Il 14 Gennaio è terminato definitivamente il supporto esteso gratuito a Windows 7, dal 2009 a oggi è stato il sistema operativo di oltre 630 milioni di PC (solo a febbraio 2019 le licenze Win 7 installate erano il 37% dell’ installato globale), rendendolo di fatto il successo planetario che tutti conosciamo.

Con la fine del supporto mainstream nel 2015 non si è avuta l’ “involuzione” che Microsoft si aspettava, Windows 8 non offriva per molti la stessa esperienza d’uso, precisa ed essenziale che davano XP e 7, senza contare l’enorme quantità di applicativi che basano il loro funzionamento su questi sistemi (basta pensare a tutte le versioni XP Embedded ancora presenti in bancomat, slot machines, distributori, registratori di cassa e macchinari industriali ), e si dovuto attendere l’avvento di Win 10 per notare dei cambiamenti sostanziali.
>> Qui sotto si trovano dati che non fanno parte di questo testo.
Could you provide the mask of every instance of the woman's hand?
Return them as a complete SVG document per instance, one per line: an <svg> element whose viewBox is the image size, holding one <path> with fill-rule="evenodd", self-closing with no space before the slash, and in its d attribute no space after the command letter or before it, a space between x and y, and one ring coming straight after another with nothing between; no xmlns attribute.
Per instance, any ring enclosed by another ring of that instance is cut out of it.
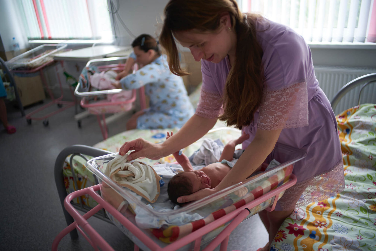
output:
<svg viewBox="0 0 376 251"><path fill-rule="evenodd" d="M120 73L118 74L116 76L116 77L115 77L115 80L119 80L128 74L128 73L125 71L123 71Z"/></svg>
<svg viewBox="0 0 376 251"><path fill-rule="evenodd" d="M142 157L157 160L168 155L165 153L162 144L155 144L141 138L124 143L120 148L119 154L124 155L132 150L134 151L131 153L127 158L128 161Z"/></svg>
<svg viewBox="0 0 376 251"><path fill-rule="evenodd" d="M115 83L112 83L111 84L115 86L115 88L117 89L121 89L121 85L119 81L116 81Z"/></svg>
<svg viewBox="0 0 376 251"><path fill-rule="evenodd" d="M168 132L167 132L167 137L166 137L166 139L167 140L167 139L168 139L170 137L171 137L171 136L172 136L173 135L173 133L172 133L172 132L171 132L171 135L170 135L170 134L168 133Z"/></svg>
<svg viewBox="0 0 376 251"><path fill-rule="evenodd" d="M215 187L214 188L204 188L189 195L180 196L177 198L177 202L179 203L185 203L193 201L199 200L206 196L213 194L216 192Z"/></svg>
<svg viewBox="0 0 376 251"><path fill-rule="evenodd" d="M234 192L234 194L238 197L243 197L247 194L247 192L248 192L248 189L245 186L243 186Z"/></svg>

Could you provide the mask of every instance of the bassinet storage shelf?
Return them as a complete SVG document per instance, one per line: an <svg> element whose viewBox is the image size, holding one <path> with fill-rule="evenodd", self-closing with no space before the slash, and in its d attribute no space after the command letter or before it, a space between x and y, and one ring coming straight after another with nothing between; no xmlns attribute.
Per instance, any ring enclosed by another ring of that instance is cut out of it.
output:
<svg viewBox="0 0 376 251"><path fill-rule="evenodd" d="M55 98L50 89L49 85L44 78L43 71L44 69L52 65L55 62L53 57L54 54L65 51L71 50L70 49L65 49L67 46L67 44L66 44L57 45L44 44L22 53L6 62L7 65L11 69L11 72L14 74L18 76L20 78L24 79L27 77L29 78L31 76L32 77L38 77L38 79L40 79L44 84L50 98L52 100L52 101L49 103L26 115L26 121L29 124L31 123L32 119L43 120L43 124L46 126L49 124L48 119L49 117L73 106L76 104L76 99L73 95L73 91L70 86L69 88L71 90L74 101L68 101L62 100L64 97L63 90L56 66L55 66L55 67L56 68L56 76L59 82L61 95L61 96L58 98ZM64 68L62 62L61 62L61 63ZM35 74L39 74L39 76L36 76ZM30 75L30 74L32 75ZM33 79L30 79L29 78L28 80L25 80L18 78L16 78L16 79L18 79L19 81L21 81L18 85L19 87L24 86L23 89L20 90L20 95L21 97L21 98L22 99L23 96L28 98L28 99L24 98L23 105L27 105L35 103L39 101L42 98L44 99L44 93L43 93L42 95L40 94L41 86L38 86L36 83L33 83ZM25 82L25 80L26 82ZM28 86L29 85L31 86ZM35 93L35 90L38 89L39 91ZM43 92L42 89L41 90L41 92ZM50 112L44 116L39 117L33 116L54 104L57 105L59 108L57 110Z"/></svg>

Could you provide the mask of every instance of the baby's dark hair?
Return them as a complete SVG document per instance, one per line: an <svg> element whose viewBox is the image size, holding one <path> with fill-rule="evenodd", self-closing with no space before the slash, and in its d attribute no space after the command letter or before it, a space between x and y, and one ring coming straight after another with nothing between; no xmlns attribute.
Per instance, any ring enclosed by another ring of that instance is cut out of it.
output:
<svg viewBox="0 0 376 251"><path fill-rule="evenodd" d="M167 191L170 200L180 206L185 203L179 203L177 198L183 195L192 194L193 188L191 181L186 176L182 175L183 172L177 174L170 180L167 186Z"/></svg>
<svg viewBox="0 0 376 251"><path fill-rule="evenodd" d="M132 42L132 47L139 46L140 49L145 52L150 49L153 50L160 55L161 51L158 44L158 42L152 36L149 34L143 34L135 39Z"/></svg>

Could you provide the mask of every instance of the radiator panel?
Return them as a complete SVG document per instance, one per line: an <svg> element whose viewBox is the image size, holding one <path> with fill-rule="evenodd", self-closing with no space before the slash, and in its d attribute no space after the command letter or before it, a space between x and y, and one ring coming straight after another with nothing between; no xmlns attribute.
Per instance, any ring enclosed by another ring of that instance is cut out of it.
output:
<svg viewBox="0 0 376 251"><path fill-rule="evenodd" d="M315 65L315 74L329 101L343 86L357 77L366 74L376 73L376 68L349 67ZM342 98L335 109L338 114L358 104L359 91L361 86L352 89ZM376 104L376 83L367 86L362 92L360 103Z"/></svg>

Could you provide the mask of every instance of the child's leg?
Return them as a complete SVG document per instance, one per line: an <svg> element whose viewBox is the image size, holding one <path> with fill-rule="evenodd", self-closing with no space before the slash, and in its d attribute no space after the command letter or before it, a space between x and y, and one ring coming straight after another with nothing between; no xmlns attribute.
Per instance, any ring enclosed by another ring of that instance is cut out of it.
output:
<svg viewBox="0 0 376 251"><path fill-rule="evenodd" d="M221 157L219 159L219 161L222 161L224 159L225 159L228 161L231 161L233 158L234 152L235 151L235 147L243 143L243 141L246 140L249 138L249 135L243 133L237 139L233 139L226 144L223 148L223 151L222 152L222 154L221 155Z"/></svg>
<svg viewBox="0 0 376 251"><path fill-rule="evenodd" d="M6 114L6 107L5 106L5 103L3 98L0 98L0 120L1 120L4 128L6 128L9 125Z"/></svg>

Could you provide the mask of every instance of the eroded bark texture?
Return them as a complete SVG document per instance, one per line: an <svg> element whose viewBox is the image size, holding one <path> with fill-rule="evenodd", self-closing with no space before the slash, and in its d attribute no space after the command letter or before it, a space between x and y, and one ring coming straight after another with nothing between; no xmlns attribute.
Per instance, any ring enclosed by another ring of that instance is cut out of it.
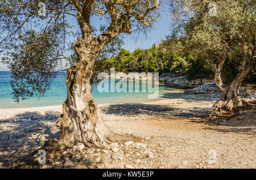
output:
<svg viewBox="0 0 256 180"><path fill-rule="evenodd" d="M243 100L239 94L241 84L246 76L255 68L255 61L243 65L243 70L238 74L231 84L225 87L221 78L221 72L223 63L217 66L215 74L215 83L221 90L221 96L211 108L211 115L230 113L249 108L251 105Z"/></svg>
Ancora oggi è difficile stimare quando ci sarà il passaggio del testimone a Win 10, ma molto probabilmente quest’anno la maggior parte delle macchine ad uso ufficio subirà il passaggio.

In tutti gli altri casi l’utilizzo di un sistema operativo non più supportato dalla casa madre implica che questo sia esposto ai rischi che provengono dalla rete, quali la scoperta di nuove vulnerabilità o di bug di funzionamento. Naturalmente questo non vuol dire che i PC con Win 7 smetteranno di funzionare, comparirà soltanto un pop-up di avviso che segnalerà all’utente la fine del supporto e l’invito ad aggiornarsi, questo non accadrà ad i sistemi Embended o parte di un dominio.

Microsoft offre agli utenti Professional la possibilità di estendere il supporto fino al 2023 tramite gli ESU (Extended Security Update) con un costo che varierà tra i 25 ed i 200 dollari per workstation. In ogni caso raccomandano però il passaggio gratuito a Win 10, tramite i Media creation Tool messi a disposizione su il sito di Microsoft.